Submitted to: Symposium on Avian Pneumovirus
Publication Type: Proceedings
Publication Acceptance Date: June 5, 2005
Publication Date: November 5, 2005
Citation: Yu, Q. 2005. Sequence analysis of the complete genome of avian metapneumovirus subgroup C Colorado strain: development of a reverse genetics system for this virus. In: Proceedings of 2005 Turkey Research Review and Avian Pneumovirus Symposium, October 5, 2005, Willmar, MN. 2005 CDROM. Interpretive Summary: Not required.

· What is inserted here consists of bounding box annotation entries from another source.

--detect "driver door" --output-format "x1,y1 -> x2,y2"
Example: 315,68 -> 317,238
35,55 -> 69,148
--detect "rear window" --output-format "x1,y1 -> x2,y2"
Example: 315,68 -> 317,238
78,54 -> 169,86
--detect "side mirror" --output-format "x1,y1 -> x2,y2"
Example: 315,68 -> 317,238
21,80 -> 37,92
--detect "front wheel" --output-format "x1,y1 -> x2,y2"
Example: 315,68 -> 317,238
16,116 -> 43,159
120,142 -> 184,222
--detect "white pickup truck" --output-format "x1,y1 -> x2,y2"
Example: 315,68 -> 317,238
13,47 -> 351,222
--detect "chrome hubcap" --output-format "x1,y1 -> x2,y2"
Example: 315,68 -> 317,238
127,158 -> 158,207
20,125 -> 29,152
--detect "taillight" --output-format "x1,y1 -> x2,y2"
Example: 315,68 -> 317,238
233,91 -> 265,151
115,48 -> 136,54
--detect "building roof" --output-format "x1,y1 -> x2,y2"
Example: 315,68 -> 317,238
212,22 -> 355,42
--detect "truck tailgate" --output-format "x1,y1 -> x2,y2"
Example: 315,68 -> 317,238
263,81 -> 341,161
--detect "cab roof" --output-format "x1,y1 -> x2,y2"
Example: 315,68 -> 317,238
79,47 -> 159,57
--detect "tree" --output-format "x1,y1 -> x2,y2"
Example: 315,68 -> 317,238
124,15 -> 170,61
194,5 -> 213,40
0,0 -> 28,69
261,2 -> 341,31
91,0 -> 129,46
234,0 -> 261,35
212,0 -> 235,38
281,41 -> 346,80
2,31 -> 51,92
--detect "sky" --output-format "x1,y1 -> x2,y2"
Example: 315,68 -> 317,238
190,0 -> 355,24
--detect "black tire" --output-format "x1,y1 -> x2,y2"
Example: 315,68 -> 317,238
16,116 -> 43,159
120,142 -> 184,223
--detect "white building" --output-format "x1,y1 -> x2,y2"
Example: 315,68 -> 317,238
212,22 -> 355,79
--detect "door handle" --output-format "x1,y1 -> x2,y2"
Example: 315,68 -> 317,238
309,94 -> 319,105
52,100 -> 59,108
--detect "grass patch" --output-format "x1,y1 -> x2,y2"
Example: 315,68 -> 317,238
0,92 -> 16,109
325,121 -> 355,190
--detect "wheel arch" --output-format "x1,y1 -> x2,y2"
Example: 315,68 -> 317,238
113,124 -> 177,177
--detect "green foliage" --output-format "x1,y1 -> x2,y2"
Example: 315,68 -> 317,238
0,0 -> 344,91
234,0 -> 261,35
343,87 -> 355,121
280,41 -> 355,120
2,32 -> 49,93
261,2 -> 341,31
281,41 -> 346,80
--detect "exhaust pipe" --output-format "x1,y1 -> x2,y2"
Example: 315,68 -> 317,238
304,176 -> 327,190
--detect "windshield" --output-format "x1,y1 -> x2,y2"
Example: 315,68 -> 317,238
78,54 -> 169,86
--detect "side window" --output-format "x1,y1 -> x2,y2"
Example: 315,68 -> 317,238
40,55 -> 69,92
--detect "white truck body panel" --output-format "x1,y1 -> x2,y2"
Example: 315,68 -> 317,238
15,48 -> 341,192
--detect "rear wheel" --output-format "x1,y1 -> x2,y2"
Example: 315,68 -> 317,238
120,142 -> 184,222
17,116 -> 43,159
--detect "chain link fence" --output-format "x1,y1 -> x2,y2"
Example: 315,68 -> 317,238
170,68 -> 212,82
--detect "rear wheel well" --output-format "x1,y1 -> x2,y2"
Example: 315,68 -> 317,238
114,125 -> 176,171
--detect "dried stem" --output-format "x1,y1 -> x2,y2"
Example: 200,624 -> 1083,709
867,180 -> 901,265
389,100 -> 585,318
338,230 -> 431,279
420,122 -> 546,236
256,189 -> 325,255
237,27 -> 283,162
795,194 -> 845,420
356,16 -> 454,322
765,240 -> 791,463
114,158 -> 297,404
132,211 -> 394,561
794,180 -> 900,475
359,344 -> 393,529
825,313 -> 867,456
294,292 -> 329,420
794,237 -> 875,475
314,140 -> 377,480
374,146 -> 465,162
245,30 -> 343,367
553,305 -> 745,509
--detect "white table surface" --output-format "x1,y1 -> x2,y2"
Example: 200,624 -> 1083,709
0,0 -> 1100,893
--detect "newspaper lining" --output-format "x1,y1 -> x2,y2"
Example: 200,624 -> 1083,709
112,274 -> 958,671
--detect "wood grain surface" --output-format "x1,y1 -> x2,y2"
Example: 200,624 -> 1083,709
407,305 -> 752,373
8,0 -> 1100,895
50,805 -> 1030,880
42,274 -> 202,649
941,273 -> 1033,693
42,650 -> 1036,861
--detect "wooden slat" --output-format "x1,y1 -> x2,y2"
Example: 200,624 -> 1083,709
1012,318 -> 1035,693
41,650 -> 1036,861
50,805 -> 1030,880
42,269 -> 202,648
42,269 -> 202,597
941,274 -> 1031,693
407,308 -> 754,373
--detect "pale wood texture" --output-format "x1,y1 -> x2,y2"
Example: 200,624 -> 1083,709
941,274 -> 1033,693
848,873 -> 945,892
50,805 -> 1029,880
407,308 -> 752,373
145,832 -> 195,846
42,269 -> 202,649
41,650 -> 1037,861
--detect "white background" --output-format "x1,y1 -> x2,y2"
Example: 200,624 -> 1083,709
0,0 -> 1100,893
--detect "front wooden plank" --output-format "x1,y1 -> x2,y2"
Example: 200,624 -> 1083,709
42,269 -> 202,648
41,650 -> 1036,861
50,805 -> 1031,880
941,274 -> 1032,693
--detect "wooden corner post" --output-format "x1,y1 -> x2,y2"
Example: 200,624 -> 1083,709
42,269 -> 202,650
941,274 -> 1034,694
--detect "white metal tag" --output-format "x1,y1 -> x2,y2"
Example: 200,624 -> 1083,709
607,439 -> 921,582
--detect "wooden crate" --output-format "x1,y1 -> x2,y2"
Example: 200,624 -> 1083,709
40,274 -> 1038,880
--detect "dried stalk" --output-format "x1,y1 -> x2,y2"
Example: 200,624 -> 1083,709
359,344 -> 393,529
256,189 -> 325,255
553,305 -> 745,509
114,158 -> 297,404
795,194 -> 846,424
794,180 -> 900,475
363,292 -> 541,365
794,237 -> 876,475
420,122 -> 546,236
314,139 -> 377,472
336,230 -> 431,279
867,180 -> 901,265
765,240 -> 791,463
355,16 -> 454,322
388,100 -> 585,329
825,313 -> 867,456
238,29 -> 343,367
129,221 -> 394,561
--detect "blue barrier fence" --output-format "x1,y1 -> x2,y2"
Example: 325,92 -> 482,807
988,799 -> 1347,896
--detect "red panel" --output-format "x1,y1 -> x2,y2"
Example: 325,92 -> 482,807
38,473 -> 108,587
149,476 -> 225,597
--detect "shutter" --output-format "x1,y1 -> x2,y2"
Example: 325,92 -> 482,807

Technical Abstract: The availability of the complete genome information is essential for recovery of avian metapneumovirus subtype C (AMPV-C) from cloned cDNA through reverse genetics approach. To this end, we determined the nucleotide sequence of the complete genome of AMPV-C Colorado strain (AMPV-C-CO) propagated in Vero cells in our lab (here named as SEPRL variant). The full-length genome is comprised of 13,136 nucleotides (nt), with a 40 nt leader at its 3’ end and a 45 nt trailer at its 5’ end. It is two nt longer (a G residue insertion before the translation start codon AUG of the M2 gene and an extra U residue at the M2 gene polyA signal region) than the AMPV-C-CO strain propagated in the University of Minnesota (UMN variant, Lwamba et al., 2005), and 1,014 nt shorter than that of the same strain of virus propagated in the University of Maryland (UMD variant, Govindarajan and Samal, 2005). The UMD variant does not have the G insertion before the translation start codon of the M2 gene but it has extra 1,015 nt located to the end of the G gene ORF. This extra 1,015 nt in the UMD variant G gene resulted in 333 amino acids (aa) longer coding capacity (585 aa) than that of the SEPRL and UMN variants (252 aa). In addition, there were 26 nt differences among the variants. Nine of them resulted in eight aa coding changes in five genes. To develop a reverse genetics system for this virus, we used our sequence data and the consensus sequences to construct a T7-plasmid based minireplicon and plasmids expressing AMPV N, P, M2-1, and L proteins under the control of T7 promoter. This AMPV minireplicon contained a negative sense copy of the green fluorescence protein (GFP) reporter gene, flanked at its 3’ end with the leader together with the N gene start signal and at the 5’ end with the L gene end signal and the trailer region, followed by a hepatitis delta virus ribozyme (HDV) sequence and T7 terminator. We were able to detect the expression of GFP from the MVA-T7 virus-infected cells that were cotransfected with the AMPV-GFP minireplicon and the plasmids expressing the N, P, M2-1, and L proteins. Currently, we are optimizing the plasmid ratio and transfection conditions to improve the expression efficiency for rescue of infectious virus from cloned cDNAs.